I hope this answers your question. Unfortunately, the proper use of toothing planes is almost lost these days, except among luthiers.

Anonymous said...

What I am referring to is the grind angle of the iron which will affect the the depth of the toothing. In other words a plane bedded at 80 degrees and an iron sharpened at 30 degrees would have toothing deeper than the same plane but iron sharpened at 65 degrees. With the iron in the plane, the clearance angle I am referring to is the angle formed from between the sole and the bevel of the iron.

Your answer above answered another question I had but assumed that was what it would be.



W. Patrick Edwards said...

OK, I understand you want to look at the bevel angle the blade is ground with.
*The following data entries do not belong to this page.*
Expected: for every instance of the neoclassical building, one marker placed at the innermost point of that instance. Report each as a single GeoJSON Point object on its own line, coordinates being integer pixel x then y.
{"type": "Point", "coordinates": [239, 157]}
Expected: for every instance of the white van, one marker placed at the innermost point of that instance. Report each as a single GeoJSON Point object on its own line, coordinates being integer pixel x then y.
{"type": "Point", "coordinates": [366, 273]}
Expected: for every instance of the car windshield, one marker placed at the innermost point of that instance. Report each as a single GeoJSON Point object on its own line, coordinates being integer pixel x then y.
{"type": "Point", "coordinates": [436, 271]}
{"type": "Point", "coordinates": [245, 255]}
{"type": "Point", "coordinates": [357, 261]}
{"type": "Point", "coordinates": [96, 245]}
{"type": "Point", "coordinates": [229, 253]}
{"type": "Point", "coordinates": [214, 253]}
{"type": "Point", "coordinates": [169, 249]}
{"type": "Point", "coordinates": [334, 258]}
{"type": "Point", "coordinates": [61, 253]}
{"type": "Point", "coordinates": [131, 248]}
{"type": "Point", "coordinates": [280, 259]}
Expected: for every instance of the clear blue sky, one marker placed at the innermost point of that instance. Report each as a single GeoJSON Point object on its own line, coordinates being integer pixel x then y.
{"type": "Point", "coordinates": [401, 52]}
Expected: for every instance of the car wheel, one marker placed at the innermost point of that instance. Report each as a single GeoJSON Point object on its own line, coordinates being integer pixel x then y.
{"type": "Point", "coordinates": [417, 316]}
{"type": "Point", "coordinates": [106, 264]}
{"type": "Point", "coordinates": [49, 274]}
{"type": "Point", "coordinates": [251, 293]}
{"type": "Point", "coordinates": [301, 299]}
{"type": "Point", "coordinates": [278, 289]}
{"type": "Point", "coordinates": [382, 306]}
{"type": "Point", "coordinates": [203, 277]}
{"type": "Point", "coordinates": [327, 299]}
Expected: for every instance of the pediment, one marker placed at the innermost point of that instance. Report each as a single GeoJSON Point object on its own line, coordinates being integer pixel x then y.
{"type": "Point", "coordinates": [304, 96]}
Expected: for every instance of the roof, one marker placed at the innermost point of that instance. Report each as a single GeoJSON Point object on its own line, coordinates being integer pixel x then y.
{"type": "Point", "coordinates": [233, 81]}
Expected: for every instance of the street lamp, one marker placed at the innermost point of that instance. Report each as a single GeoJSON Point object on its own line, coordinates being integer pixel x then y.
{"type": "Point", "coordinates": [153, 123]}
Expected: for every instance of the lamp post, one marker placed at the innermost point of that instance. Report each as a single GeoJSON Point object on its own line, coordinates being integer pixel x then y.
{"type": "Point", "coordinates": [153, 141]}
I can say that all the toothing blades I own, and that is several dozen, have completely different bevels. There is absolutely no common agreement, and I suspect that these irons have passed through various woodworkers with more or less understanding of their function.

It is true that grinding will destroy the temper of a toothing blade immediately. They can only be sharpened on the bevel side using a water or oil stone.

I prefer a steeper bevel than a shallow bevel. I tend to reshape irons rarely, since the length of teeth is limited on each blade. However, I find a shallow angle makes weak teeth.

Since the tips of the teeth are the only part of the iron to contact the work, they need to be supported with a steep bevel, which strengthens the tip.

Remember, the bevel has no cutting function, unlike a regular plane iron. The only reason for the bevel is to reduce the thickness of the iron at the tip.

Therefore, use a steep angle, if you have a choice.

It is important to note that the teeth are on the front of the iron and the bevel is at the back. Never sharpen the tooth side of the iron. I have seen that ruins the blade forever.

Jack Ervin said...


Thanks first for the blog and thanks for the response to my questions about toothing planes. From information gleaned here and other blogs I decided to build my own planes. Using Lie-Nielsan 212 18 & 25 tooth blades. The bodies are European beech along the coffin style of Clark & Williams of small smother that Bill Clark built for me. As I stated above the planes are bedded at 80 degrees. The information I got from above about sharpen angles was very helpful in a starting point on my journey to using these tools. The initial sharpening angle was 45 degrees and I just honed only the tooth line to the root at 65 degrees. After setting up, I am using them and now have guidelines to further tweek them as using feedback gives. I check this blog regularly an look forward to new installments. Thanks again for your sharing all that you have as it will surely help to carry on this rich tradition.